By Chris McRae, BCI Discipleship Team Leader
The church has often fallen for the temptation of trying to mass produce Christians. This has rightly drawn censure from those around us. Such a strategy has never, and will never result in the consistent reproduction of mature, effective and productive followers of Jesus Christ.
Discipleship can and does look like a lot of different things. There are any numbers of books, studies, and conferences to attend on how to go about maturing followers of Christ. These are indeed very helpful. In different ages of the church, across the multiplied cultures in which the good news has taken root, throughout differing epochs of history, the discipling of followers of Jesus has taken many different forms. There is no one-size-fits-all way of doing discipling. That discipleship takes place is the issue.
However, it is my belief that there is no substitute for a long-term transformational ministry of making disciples than for an intentional leader to set out with a reproducible pattern in a relational environment. This is a long, slow process. Jesus likened quick results to seed that fell on soil with an underlying layer of hard rock. The plant sprouted quickly but wasn’t able to nourish itself because it hadn’t put down good roots. It ended up wilting under the hot sun.
I personally am committed to working in ministry, not for flash-in-the-pan results, but rather, in working diligently for “fruit that remains.” Carrying the metaphor forward, it is my desire to invest in a field of good soil. I believe this is best done in one-on-one ministry. For the church to have the impact in society and on culture, intentional leaders must engage in the process of making disciples.
Practically speaking this entails commitment to and follow-through on four guiding principles:
A Biblical Maturity – Personal Growth in the Transformational Principle of developing the Vision, Actions, Character, and Skill of a Disciple of Jesus Christ.
A Discipleship Ministry – Becoming an Intentional Leader of others by Identifying, Engaging and Training them to become Disciple Makers.
A Personal Involvement – Engaging in a Relational Environment to pass along the heart and life of a follower of Jesus Christ to the person you are discipling.
A Practical Process– Practicing a Reproducible Pattern of making replicating disciples.
In the following weeks we will take a look at these in greater detail.

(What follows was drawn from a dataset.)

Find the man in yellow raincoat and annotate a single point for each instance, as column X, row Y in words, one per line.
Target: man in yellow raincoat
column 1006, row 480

The content of what a disciple needs to learn is important. Though it is not everything, nor perhaps is it the most important thing, without content it cannot be said that discipleship is taking place at all. Discipleship is not some mystical practice of ethereal exercises. The root idea behind the term is discipline. Discipline by its nature involves time, commitment, teaching, demonstration, training, encouragement, oversight correcting, and reproducing. This happens as the followers of Christ live out their own story of spiritual growth in an open and honest way.